In the here and now, though, it's a spectrum. And no, the Revised core books are not that far on the "cash grab" end of it.
 




Zardnaar

Legend
I do not regard it as a cash grab. It's been 10 years and 5E has various issues that would be nice to have them fixed.

The following editions I regard as cash grabs. That being money being the over riding factor vs a somewhat genuine desire to make a better game.

1E. Screw Arneson out of royalties.

3.5 and 4E rushed out the door after a very small time frame.
 

Yeah, but thst standard doesn't seem to apply here: take it or leave it, they've spent years on these revisions.
They don't seem to have been working on them very intensively for the 1.75 years or so it's been since the playtest started. Rather it looks like the changes have been somewhat slow/light - we're talking the same time period that 4E and D&D Next/5E went from nothing to "full games", and given you yourself have claimed these changes are "less than a .5 edition", it seems weird to simultaneously appear to imply they're super-high-effort, given that.

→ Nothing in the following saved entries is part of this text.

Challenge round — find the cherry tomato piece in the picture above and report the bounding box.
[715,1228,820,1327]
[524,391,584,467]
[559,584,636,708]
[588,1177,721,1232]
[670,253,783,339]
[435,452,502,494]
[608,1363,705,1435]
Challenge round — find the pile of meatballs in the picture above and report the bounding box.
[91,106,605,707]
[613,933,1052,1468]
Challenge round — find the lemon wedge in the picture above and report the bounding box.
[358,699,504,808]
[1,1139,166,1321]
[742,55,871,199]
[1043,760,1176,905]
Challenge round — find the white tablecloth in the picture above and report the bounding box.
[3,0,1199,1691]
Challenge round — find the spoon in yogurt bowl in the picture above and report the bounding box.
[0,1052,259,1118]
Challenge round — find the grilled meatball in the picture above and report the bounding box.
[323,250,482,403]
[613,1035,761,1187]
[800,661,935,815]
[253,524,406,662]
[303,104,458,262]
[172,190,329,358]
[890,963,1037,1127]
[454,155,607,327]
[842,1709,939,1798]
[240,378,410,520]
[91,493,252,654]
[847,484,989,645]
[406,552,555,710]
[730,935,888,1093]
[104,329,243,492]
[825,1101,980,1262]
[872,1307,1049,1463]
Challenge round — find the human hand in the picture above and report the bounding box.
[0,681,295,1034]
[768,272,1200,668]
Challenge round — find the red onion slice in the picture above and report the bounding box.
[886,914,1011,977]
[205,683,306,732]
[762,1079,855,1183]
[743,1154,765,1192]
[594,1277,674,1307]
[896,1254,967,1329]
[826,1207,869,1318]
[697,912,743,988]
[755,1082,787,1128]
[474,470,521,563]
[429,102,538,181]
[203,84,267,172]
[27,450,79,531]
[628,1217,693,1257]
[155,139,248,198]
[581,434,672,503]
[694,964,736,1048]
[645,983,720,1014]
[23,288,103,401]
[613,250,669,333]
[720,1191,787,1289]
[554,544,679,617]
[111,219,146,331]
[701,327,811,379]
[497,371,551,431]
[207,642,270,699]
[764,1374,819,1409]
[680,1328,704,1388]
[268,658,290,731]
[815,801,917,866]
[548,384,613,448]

Also, at least 30-50% of what they've presented has involved bizarre and terrible ideas no-one asked for, and the community as told them such. So I feel like there's been a fair amount of wasted effort that was "obviously" going to be wasted. I will note the stuff the community has said "HELL NO" to has pretty much 100% been stuff I read and immediately "God that's a terrible idea", and I'm mystified that WotC's designers even put it through (like nerfing Rogues, for god's sake lol! Rogues!)

As for a "cash grab", well, I think what defines a cash grab is usually the "grab" element - you don't usually see a "cash grab" followed by longer-term support. If 5E goes on another 5-10 years with the 2024 design, and is supported at at least the level if has been since 2014 (which has varied a bit, but we know what it is), I don't think 2024 can reasonably be called a "cash grab". If, on the other hand, if D&D suddenly has a massive drop in non-digital support in say, 2 years, then yeah, we might have to go back and take another look at whether it was.
 


Zardnaar

Legend
5E was also rushed out after a very small time frame, let's not pretend - it was developed in about the same amount of time as 4E (i.e. - not enough - both were rushed out the door) and developed fewer years after 4E than 4E was after 3E.

3 year development cycle. 4E on paper but apparently they started over and rushed it out the door incomplete. 5E was 3 years , 4E was more lije 2 with some saying 18 months to less than a year.

How many races and classes were missing from the 3.5 phb?

They cut content to sell it to you later, pushed the VTT at expense of quality and that release schedule and "everything is core".
 

cbwjm

Seb-wejem
I really don't think the new books are a cash grab. It's been 10 or so years and a lot has changed since 2014. I think they're taking on all of the changes they've already made as well as feedback from players to make what they think will be positive changes for the game.